Dating Dilemma: My Perfect Match Always Seems Out of Reach
By herloudsilence@gmail.comRelationships
Dating Dilemma: My Perfect Match Always Seems Out of Reach
Okay, this is a full-blown rant, but I need to let this out.
Why is it that the people I’m drawn to never seem to feel the same way about me? What’s the equation here? And then the ones who are into me—are they asking themselves the same question about me?
Am I delusional? Is what I’m looking for out of my league? How do I change what I’m attracted to? How do I become attracted to those who are into me? What is the fucking problem?
I might not be a 10, but I’m definitely not a 1! Is it my body? Sure, I’m overweight and my weight fluctuates, but I think I have a pretty cute face, especially when I’m happy. What the fuck do people really want?
Intellect is not enough. Being kind not enough. Genuine not enough. Understanding NOPE not enough. Goal oriented abosolutely not enough. Good with money, natural-looking, great listener still not enough!
You mean to tell me that all of the above doesn’t mean shit without the good body?
If people are always telling me I’m not the problem, and they’re surprised that I’m still single, are they just trying to make me feel better about myself? Am I delusional to be thinking this highly of myself? Or am I just searching in the wrong places? Who will appreciate and enjoy what I bring to the table while I still have the desire to give?

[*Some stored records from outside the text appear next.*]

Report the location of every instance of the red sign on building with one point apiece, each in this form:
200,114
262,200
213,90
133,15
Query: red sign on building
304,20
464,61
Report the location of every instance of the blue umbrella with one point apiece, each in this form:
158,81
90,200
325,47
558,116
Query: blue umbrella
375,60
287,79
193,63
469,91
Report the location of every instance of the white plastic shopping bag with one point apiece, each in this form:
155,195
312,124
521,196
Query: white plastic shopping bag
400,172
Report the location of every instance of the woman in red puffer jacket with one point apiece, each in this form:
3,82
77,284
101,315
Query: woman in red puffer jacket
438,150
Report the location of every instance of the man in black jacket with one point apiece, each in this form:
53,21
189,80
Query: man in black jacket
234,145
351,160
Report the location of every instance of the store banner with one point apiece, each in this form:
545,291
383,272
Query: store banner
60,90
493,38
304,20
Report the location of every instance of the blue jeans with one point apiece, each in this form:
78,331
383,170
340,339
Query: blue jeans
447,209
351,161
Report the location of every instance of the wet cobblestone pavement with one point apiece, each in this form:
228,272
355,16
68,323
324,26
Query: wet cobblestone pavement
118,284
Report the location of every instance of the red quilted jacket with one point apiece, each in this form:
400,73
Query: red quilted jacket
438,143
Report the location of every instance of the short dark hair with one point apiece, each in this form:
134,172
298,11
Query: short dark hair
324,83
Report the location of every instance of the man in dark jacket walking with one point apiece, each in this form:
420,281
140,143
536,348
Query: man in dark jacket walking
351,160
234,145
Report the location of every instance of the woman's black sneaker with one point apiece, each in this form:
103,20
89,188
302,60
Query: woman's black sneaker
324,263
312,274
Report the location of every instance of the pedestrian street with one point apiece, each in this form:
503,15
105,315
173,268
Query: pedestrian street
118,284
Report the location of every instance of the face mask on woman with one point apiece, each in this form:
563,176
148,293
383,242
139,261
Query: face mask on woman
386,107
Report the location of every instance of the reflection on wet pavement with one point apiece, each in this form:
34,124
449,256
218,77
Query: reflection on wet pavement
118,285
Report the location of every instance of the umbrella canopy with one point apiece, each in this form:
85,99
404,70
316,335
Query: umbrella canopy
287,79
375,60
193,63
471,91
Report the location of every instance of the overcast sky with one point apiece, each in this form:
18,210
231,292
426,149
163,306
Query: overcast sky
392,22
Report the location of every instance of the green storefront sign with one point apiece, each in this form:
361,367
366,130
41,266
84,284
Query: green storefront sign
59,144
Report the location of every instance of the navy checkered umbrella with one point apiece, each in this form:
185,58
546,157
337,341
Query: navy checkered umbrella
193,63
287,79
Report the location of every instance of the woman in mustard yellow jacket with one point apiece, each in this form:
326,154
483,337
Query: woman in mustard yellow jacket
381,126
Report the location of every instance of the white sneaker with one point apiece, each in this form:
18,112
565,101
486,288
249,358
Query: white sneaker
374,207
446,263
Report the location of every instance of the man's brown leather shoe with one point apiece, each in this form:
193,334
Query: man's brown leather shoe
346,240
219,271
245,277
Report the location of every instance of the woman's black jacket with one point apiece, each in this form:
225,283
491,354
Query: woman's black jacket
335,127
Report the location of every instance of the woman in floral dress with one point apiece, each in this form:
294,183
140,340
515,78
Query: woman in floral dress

Online dating feels like a goddamn flea market. And in real life, people don’t even make eye contact anymore—everyone’s lost in their own world.
I keep attracting what I don’t want. After all these years of trying, I still can’t figure it out. There’s something seriously wrong when what’s considered a good woman is overlooked by every single fucking man in the online dating scene who are claiming they want a good woman. ITS A LIE.
As I was writing this rant, my mother found a picture I drew back in elementary school (funny how the universe works—always on time). I’m pretty sure it was my attempt at drawing what I thought I looked like back then. Now I’m convinced—this must be how people see me when they look at my profile! It has to be. Sideburns hanging low to my cheeks, MASSIVE lips wider than my eyes, and shoulders that look like they’re ready to TAKE THEM DOWN. No wonder they’re scared. Why else would they overlook a good woman—real, no filter, melanin poppin’, locs flowing?